“Der Rausch” – vielfach preisgekröntes Alkohol-Drama

Vier dänische Lehrer wollen die Theorie vom natürlichen Alkoholdefizit überprüfen und lassen sich gezielt volllaufen. Ihre Leistungssteigerung ist jedoch nicht von Dauer. Der Film war auch “Kinotipp der katholischen Filmkritik”.

Vier dänische Lehrer wollen die Theorie vom natürlichen Alkoholdefizit überprüfen und lassen sich gezielt volllaufen. Ihre Leistungssteigerung ist jedoch nicht von Dauer. Der Film war auch “Kinotipp der katholischen Filmkritik”.

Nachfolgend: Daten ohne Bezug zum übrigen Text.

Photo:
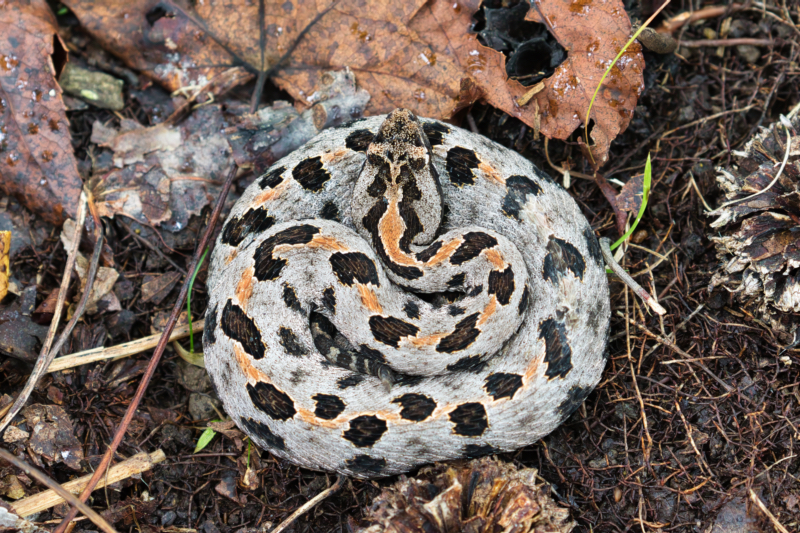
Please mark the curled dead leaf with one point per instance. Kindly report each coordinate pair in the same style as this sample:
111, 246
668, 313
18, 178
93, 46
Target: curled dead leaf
37, 164
419, 55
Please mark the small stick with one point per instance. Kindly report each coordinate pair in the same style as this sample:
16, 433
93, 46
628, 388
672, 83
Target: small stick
122, 427
605, 246
121, 350
310, 504
691, 440
672, 346
46, 355
760, 504
728, 42
98, 520
141, 462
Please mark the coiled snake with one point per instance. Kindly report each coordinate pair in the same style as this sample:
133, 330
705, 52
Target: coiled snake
401, 291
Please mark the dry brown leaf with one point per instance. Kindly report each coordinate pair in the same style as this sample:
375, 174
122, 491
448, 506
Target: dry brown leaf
156, 287
169, 172
418, 55
37, 164
594, 32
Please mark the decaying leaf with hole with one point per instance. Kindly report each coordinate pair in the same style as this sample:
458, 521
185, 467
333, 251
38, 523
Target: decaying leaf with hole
420, 55
594, 33
756, 237
37, 164
167, 174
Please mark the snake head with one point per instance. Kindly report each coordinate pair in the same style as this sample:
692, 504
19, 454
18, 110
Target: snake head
399, 171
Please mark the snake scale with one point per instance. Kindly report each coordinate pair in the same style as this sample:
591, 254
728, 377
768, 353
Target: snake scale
400, 291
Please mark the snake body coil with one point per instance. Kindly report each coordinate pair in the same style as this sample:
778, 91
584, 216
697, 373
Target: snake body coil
401, 291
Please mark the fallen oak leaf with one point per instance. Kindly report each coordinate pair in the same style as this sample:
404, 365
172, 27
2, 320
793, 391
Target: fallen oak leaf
594, 33
37, 164
418, 55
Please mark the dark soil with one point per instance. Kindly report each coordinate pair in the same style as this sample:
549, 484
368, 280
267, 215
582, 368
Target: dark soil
660, 445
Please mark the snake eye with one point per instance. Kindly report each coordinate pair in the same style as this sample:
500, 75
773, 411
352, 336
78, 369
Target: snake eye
416, 163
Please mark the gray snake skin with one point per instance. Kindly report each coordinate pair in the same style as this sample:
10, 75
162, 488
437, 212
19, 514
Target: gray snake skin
400, 291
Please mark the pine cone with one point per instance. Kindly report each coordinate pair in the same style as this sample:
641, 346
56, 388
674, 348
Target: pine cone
482, 496
759, 238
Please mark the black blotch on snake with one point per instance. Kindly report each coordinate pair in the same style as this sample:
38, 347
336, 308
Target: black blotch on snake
558, 354
469, 420
411, 309
474, 243
272, 179
359, 140
435, 131
502, 385
289, 341
354, 266
462, 336
252, 222
364, 464
389, 330
267, 267
365, 431
238, 326
524, 300
473, 451
275, 403
457, 281
415, 407
459, 164
501, 284
310, 174
328, 406
330, 212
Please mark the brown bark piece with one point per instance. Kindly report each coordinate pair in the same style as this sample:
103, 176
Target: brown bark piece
37, 164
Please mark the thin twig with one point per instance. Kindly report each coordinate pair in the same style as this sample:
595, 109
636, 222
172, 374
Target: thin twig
671, 336
141, 462
46, 355
45, 480
729, 42
760, 504
773, 182
310, 504
706, 119
159, 351
672, 346
605, 247
121, 350
691, 440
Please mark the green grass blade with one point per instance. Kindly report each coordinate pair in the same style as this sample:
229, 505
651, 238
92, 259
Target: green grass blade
648, 171
189, 299
597, 89
205, 439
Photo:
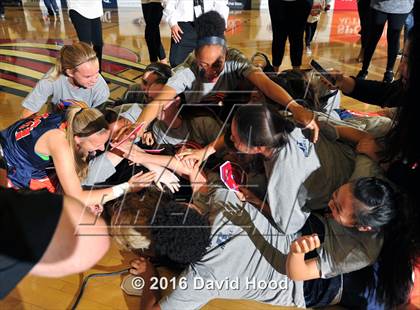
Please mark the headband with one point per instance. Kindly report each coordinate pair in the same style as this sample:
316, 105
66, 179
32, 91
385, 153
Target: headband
93, 127
211, 41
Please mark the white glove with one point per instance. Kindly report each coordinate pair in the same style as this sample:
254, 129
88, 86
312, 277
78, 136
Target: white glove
164, 176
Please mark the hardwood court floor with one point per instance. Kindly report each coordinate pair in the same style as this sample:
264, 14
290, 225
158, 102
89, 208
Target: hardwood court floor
28, 47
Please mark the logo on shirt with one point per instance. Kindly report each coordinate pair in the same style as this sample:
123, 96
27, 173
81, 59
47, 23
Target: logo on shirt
25, 130
304, 146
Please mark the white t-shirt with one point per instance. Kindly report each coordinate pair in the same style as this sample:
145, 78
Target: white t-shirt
87, 8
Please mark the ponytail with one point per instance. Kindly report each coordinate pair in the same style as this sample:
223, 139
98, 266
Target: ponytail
398, 256
381, 207
260, 125
70, 57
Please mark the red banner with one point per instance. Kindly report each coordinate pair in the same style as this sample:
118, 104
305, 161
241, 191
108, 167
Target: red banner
345, 5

In Zusammenarbeit mit filmdienst.de und der Katholischen Filmkommission gibt die KNA Tipps zu besonderen TV-Filmen:

Grundsätzlich wissen wir alle um die Gefahren von übermäßigem Alkoholgenuss; nichtsdestotrotz sind die Zahlen von Alkoholsuchtkranken, rauschbedingten Unfällen etc. nach wie vor alamierend. Alkohol gehört, zumindest für sehr viele, einfach dazu, ist Teil unserer Kultur und Lebensart.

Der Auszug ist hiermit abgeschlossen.